We didn't spend nearly enough time in Saigon, but in our two days there managed to immerse ourselves in the city's smells, tastes and legacy. Our hotel, the Continental Saigon, dating back to 1880, was located just across the street from the opera house in an area dotted with architectural vestiges of the French colonial days. The double room I shared with my mother was cavernous and stately with ceilings of church-like proportions and a dainty sitting room area. At the same time, crossing the street away from the opera house brought on aggressively modern skyscrapers, designer stores, locals selling everything from street food to knock-off sunglasses, as well as hip new purveyors like the Gingko concept store. The city's disparate identities is perhaps best reflected in the fact that it has two names: Ho Chi Minh City and Saigon.

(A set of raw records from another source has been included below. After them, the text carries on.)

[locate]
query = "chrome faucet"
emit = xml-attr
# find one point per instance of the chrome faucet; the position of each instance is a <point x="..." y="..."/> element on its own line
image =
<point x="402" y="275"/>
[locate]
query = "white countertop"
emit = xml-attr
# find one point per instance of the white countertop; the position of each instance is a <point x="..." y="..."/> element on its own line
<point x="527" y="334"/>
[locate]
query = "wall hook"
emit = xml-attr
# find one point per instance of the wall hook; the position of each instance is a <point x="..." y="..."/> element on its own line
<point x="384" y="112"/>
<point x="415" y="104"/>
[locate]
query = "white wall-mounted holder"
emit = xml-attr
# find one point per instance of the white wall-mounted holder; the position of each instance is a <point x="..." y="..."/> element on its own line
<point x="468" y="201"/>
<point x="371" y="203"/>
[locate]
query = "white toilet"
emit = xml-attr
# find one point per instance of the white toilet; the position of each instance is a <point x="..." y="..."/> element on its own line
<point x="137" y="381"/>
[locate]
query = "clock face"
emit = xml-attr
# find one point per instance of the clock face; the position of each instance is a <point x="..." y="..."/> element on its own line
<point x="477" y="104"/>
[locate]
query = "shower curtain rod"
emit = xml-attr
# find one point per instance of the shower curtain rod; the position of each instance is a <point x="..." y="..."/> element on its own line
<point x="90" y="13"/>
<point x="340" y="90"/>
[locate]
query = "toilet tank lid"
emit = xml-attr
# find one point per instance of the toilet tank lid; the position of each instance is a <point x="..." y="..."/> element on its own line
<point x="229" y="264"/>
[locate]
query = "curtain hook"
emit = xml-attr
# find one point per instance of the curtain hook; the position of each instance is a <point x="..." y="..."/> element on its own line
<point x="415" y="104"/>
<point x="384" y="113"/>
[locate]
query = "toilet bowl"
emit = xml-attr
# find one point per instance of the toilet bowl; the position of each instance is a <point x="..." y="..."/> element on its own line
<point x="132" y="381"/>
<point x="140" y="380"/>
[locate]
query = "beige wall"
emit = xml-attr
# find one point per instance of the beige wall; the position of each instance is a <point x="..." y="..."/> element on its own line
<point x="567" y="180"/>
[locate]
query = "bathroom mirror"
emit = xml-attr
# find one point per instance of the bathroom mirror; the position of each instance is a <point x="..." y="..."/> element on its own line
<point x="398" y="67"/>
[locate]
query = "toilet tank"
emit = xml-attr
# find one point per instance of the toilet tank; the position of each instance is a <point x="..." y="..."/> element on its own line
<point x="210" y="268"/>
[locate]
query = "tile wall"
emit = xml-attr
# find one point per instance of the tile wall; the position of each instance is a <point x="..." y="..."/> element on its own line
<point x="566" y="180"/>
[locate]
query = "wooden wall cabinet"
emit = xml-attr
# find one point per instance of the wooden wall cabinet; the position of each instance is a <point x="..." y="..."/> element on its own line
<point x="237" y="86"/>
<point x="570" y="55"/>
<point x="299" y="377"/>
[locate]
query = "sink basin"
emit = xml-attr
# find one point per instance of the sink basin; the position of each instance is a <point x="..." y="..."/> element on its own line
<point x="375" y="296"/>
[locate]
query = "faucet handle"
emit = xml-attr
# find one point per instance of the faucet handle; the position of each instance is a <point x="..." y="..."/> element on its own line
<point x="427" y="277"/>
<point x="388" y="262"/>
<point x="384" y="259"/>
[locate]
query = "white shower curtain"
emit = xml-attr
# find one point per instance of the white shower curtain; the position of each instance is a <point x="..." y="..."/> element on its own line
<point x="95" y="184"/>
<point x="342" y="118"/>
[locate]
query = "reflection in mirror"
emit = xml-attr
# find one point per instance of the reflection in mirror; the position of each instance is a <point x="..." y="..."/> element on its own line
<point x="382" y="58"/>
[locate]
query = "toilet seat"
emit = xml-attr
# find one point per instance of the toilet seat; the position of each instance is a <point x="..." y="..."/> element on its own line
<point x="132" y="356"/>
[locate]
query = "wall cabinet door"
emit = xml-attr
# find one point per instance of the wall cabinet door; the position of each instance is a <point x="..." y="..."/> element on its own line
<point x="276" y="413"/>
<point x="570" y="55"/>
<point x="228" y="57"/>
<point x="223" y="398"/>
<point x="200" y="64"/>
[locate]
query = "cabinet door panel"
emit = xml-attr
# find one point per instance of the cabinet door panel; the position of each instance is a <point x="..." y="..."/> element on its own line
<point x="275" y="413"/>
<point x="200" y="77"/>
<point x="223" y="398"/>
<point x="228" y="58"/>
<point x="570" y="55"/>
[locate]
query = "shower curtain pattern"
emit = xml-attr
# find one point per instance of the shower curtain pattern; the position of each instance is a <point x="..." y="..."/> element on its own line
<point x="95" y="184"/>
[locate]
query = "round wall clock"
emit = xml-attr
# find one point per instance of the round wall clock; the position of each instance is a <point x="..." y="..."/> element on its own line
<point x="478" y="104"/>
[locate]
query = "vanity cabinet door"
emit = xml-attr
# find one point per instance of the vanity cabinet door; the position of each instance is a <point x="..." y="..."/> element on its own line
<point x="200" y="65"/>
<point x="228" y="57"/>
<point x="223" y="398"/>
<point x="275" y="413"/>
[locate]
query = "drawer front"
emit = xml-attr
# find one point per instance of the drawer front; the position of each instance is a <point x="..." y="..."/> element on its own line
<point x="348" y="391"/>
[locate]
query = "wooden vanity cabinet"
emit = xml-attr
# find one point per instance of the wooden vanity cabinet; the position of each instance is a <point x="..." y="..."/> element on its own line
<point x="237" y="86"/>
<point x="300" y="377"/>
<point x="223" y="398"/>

Like many other Southeast Asian metropolises, Saigon can best be described as organized chaos. Millions of motorbikes sort of, mostly, obey traffic lights and laws, at night forming an endless, slow-moving sea of lights amongst the honking cars. The bikes congregate ahead of the other vehicles at red lights, surging forward like an angry swarm the moment it turns green.
Despite the many many marks of history on the city's geography, it's also decidedly cosmopolitan - we passed many European designer stores, ethnic restaurants representing cuisines from around the globe, and even a subway project in conjunction with a Japanese company.